Friday, May 09, 2008

Free prescriptions!!!

Enlace a entrada en español

As I wrote in my last post, in Spain, the optician’s shops that belong to the big optical chains and also many little optician’s shops, nowadays, do not still charge when they perform an eye refraction examination. These professionals of vision do not value their services, but what service are they going to charge? Would they charge a refraction test executed in 5 minutes? Would they charge for something that anyone who might have not studied the Optometry degree and who might learn easily because it can be done monotonously or can do it mechanically? That has no value. That is not testing the vision.


The worst of all is that with that, we ourselves have been spoiling to the patient for many years. Optician’s shops that do not already offer this limited service, suffer the consequences.

So when people come into the optician’s shop, they believe they have all the rights for asking for and demanding many “complements” when they buy just some glasses, many times they are on offer.

When they pick the glasses up, after:
  • having tested the patient’s eye vision (better or worse, let me skip that for now),
  • having been advised about what glasses fit them better,
  • having recommended one or another lens according the patient’s need,
  • having requested their lenses to the manufacturer,
  • having fitted and fixed the glasses,
the customer might pay just 55 euros or might have a 50 percent discount in some of the glasses and by all the time and work that involves that sale, that is, all of those services that are done free. But that is not all, the customer, believes that has all right to demand “added values”: a hard case, a soft dustcloth, a cord, a lenses cleaner, and absolutely, the prescription.

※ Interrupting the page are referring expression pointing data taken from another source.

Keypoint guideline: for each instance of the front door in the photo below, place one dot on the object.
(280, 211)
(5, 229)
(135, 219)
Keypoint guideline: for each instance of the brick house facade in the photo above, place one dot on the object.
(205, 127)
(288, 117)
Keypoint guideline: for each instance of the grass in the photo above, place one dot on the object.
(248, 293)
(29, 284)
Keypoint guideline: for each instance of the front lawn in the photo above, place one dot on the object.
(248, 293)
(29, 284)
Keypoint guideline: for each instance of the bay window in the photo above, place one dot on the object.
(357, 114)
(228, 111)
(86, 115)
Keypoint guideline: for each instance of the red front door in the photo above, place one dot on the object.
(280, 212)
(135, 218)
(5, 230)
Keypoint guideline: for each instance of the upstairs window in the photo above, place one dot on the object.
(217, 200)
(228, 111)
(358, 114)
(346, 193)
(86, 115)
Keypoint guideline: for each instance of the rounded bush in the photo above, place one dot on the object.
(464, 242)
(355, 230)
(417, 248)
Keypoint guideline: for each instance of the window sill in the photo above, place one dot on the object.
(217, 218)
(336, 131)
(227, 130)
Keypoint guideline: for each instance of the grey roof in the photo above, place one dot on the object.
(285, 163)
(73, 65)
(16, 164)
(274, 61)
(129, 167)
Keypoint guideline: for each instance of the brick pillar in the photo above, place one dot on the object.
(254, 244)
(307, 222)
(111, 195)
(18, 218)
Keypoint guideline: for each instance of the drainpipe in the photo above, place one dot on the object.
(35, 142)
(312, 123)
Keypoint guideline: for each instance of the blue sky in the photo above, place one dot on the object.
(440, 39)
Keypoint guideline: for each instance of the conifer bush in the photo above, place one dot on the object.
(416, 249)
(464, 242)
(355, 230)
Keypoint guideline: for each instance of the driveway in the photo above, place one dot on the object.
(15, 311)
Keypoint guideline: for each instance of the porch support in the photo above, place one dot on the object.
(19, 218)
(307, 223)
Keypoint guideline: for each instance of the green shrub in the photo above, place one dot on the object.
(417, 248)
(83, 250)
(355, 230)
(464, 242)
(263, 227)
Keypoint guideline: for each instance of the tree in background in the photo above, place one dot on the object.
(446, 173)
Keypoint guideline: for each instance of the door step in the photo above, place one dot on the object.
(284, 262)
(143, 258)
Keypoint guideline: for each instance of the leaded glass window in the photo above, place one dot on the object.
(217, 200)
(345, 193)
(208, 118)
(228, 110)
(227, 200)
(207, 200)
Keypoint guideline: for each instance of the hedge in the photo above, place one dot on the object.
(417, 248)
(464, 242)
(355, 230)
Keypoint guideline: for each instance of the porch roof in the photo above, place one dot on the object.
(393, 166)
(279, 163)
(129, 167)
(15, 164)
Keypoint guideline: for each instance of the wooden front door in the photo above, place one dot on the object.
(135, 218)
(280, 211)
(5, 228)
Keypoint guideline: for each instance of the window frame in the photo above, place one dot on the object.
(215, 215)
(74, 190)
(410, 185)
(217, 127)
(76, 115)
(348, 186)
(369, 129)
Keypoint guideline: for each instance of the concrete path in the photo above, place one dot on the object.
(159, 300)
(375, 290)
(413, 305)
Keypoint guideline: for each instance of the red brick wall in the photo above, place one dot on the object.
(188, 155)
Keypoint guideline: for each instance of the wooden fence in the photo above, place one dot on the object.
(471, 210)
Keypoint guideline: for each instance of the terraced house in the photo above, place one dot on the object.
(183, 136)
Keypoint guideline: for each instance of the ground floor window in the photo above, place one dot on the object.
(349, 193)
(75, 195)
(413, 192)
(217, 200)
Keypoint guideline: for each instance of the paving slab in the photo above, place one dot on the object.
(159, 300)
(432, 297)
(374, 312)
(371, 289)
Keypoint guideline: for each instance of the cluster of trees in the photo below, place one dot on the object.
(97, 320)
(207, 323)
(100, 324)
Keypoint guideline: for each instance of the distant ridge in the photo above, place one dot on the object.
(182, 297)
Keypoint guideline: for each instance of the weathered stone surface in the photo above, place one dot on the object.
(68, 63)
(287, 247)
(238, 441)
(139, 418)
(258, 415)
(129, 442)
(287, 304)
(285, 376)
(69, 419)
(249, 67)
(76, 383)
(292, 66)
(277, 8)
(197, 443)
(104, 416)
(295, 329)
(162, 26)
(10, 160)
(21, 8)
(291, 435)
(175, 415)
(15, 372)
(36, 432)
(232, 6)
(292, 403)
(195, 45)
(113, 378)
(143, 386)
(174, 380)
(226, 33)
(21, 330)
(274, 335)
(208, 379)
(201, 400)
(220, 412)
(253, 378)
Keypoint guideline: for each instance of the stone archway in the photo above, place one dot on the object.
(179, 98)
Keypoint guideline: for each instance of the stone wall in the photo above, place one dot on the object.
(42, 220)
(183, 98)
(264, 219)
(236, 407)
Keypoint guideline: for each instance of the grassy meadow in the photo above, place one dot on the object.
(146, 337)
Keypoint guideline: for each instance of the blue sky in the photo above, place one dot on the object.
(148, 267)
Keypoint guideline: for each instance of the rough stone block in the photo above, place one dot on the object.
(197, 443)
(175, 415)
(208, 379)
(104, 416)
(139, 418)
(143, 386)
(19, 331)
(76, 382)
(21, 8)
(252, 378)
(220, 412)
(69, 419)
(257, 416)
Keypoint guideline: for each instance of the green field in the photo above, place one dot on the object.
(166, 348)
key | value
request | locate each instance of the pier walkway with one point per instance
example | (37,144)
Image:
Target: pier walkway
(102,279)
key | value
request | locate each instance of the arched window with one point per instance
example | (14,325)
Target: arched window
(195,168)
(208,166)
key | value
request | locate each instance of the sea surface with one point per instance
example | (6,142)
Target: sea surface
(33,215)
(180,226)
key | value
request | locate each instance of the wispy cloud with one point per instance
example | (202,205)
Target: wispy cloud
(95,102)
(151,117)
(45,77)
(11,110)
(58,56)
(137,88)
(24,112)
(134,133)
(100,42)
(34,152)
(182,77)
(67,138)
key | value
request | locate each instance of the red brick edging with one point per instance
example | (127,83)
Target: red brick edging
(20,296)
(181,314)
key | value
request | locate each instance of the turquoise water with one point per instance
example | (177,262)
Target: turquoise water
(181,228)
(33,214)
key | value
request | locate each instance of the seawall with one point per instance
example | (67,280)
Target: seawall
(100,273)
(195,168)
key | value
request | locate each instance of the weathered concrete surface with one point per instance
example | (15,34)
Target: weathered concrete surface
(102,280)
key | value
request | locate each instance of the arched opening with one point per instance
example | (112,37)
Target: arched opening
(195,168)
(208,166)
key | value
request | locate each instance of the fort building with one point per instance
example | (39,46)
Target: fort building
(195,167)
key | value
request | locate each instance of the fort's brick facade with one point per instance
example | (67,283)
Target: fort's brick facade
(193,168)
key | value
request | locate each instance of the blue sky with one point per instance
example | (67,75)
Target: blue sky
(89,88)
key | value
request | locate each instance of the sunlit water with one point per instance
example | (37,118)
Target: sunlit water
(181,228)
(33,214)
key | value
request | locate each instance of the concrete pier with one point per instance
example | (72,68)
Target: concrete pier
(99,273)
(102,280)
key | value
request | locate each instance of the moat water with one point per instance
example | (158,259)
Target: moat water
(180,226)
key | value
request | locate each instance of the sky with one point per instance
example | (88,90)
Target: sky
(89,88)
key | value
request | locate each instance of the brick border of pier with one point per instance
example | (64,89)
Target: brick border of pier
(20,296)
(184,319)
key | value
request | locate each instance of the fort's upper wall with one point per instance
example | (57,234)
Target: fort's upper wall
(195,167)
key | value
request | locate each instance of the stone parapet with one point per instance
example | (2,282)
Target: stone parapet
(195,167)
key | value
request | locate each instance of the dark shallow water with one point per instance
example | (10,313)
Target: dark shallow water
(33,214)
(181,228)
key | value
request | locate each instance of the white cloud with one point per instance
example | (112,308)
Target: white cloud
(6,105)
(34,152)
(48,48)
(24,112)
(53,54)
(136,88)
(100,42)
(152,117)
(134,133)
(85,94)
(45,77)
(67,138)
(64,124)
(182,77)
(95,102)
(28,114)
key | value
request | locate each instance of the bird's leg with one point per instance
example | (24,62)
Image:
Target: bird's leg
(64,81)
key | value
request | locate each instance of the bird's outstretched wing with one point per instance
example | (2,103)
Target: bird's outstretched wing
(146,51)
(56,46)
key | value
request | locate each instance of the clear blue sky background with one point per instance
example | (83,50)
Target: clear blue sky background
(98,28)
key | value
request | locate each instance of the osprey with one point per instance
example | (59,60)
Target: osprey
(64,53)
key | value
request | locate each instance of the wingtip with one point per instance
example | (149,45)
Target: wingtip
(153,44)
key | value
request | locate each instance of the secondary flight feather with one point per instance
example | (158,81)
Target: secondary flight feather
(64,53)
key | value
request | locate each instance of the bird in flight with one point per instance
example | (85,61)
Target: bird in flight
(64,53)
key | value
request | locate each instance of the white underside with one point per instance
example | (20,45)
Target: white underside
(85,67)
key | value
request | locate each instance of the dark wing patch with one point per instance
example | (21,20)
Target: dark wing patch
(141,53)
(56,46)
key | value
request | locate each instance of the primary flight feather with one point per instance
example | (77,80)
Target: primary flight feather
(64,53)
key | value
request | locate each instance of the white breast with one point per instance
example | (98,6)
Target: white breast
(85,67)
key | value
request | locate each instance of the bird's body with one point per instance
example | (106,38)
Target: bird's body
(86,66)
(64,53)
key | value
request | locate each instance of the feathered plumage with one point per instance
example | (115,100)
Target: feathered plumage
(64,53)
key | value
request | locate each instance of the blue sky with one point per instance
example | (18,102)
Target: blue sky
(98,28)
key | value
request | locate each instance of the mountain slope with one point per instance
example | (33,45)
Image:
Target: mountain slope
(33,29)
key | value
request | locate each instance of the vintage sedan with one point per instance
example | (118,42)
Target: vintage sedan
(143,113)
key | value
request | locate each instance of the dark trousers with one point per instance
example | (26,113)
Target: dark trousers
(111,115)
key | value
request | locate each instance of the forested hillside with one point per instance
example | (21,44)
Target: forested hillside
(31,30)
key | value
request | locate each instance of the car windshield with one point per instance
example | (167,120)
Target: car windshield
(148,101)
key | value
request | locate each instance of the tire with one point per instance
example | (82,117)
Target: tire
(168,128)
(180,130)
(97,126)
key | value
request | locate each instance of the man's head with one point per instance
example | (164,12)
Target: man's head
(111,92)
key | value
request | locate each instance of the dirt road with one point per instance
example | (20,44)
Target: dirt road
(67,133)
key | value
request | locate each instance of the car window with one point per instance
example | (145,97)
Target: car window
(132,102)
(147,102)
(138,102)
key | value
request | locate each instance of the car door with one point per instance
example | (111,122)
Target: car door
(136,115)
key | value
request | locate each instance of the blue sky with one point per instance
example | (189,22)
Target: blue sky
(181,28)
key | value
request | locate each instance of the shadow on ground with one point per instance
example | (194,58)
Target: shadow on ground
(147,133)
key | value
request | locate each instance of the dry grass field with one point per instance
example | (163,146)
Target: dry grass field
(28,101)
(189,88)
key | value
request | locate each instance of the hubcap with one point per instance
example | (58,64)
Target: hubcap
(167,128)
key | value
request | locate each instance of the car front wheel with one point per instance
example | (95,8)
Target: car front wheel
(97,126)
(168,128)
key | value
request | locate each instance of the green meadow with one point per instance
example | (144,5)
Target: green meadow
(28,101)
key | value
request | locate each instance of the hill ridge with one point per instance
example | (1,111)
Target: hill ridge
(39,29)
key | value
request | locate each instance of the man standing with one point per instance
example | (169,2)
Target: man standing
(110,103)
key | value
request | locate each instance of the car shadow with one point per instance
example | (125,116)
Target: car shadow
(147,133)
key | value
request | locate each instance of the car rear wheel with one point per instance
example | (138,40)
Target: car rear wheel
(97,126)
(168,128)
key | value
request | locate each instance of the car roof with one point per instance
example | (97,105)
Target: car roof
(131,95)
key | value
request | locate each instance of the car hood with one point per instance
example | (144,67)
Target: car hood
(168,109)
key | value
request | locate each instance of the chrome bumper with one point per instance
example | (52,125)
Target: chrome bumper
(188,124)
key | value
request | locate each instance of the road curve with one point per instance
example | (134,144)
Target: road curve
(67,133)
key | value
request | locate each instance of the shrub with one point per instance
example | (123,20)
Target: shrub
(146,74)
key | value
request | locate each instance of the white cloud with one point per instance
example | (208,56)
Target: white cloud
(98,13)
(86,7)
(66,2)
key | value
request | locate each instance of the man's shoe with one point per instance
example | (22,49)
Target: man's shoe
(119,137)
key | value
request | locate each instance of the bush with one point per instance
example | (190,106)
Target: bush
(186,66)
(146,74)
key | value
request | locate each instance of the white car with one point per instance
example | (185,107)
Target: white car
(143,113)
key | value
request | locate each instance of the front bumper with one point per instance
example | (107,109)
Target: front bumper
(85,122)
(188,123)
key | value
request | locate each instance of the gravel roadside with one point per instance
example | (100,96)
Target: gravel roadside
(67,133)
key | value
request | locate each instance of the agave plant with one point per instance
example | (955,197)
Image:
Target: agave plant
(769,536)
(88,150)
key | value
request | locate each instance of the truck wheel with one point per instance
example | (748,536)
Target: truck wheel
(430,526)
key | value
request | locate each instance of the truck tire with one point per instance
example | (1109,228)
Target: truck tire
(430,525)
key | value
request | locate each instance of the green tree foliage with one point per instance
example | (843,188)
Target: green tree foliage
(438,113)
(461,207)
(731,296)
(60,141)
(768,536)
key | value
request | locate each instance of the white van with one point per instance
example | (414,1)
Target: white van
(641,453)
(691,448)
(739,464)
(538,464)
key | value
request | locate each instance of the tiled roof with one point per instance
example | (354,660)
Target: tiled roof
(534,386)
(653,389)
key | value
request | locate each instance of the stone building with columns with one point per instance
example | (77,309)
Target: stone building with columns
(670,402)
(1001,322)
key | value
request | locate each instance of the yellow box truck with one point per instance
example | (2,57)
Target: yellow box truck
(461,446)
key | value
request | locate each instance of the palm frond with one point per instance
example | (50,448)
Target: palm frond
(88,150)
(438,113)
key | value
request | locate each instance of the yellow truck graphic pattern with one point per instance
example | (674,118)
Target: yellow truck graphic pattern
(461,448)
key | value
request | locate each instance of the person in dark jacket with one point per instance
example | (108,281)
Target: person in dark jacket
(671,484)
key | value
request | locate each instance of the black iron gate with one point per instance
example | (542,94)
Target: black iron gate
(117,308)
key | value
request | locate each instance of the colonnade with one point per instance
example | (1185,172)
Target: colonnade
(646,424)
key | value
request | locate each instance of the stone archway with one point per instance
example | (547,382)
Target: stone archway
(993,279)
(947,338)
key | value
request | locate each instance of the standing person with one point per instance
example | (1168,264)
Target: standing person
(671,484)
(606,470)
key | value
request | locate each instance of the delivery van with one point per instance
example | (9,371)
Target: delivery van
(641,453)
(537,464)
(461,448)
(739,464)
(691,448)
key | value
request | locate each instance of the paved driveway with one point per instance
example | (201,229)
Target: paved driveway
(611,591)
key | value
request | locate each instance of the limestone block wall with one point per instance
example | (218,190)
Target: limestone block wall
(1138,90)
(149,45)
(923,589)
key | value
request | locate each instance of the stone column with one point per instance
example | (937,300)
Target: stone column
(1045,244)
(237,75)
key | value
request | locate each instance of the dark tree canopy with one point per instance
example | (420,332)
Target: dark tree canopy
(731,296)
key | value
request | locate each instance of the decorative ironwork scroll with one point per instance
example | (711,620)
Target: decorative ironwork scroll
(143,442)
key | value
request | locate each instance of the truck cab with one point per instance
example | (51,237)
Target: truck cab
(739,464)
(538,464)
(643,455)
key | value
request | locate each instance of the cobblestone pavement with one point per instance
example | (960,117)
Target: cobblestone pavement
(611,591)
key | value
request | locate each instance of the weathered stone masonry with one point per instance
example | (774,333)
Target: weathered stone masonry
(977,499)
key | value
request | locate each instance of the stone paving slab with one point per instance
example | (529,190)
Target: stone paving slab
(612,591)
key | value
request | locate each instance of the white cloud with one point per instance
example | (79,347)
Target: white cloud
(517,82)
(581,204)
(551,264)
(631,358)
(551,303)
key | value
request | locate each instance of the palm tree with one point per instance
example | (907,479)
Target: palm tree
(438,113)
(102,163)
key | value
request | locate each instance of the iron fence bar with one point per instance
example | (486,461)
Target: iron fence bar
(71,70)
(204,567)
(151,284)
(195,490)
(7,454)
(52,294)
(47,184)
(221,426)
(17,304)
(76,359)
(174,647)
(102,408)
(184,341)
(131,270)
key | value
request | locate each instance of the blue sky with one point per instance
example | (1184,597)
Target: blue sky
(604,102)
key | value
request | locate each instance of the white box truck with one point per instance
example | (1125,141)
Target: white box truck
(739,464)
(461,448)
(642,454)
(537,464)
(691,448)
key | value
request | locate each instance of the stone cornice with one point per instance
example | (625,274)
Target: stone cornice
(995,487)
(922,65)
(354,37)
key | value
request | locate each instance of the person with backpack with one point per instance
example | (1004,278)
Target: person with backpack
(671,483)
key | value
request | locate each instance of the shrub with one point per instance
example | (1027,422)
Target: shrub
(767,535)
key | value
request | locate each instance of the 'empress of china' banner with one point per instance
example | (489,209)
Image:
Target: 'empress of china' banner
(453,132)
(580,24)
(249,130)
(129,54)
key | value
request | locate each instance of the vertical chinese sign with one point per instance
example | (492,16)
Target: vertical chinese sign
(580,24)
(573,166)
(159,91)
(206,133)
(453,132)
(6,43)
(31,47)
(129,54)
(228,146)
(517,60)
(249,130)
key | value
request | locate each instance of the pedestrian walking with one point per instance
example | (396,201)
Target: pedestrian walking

Within an optician’s shop many opticians do not charge for their services but just for the products they sell. When we study the degree, teachers do not teach us how to sell, but how to be Optometrists. However, many people complain because the glasses are very expensive.

Now that in many optician’s, the opticians are beginning to charge the prescriptions, many people are complaining about that, and they are surprised because “this was not done before”. Maybe the service and the knowledge has improved. When the people visit a medical doctor, they pay for that, don’t they? And even worse, don’t people pay whatever is required to go to the ophthalmologist office that might actually test their vision the same fast an ineffcient way that the optician’s that I talked about above? If you pay for this service, why should not you pay for the one offered by an optician, or optometrist one, whose work is more qualified and that is going to offer you much more quality time?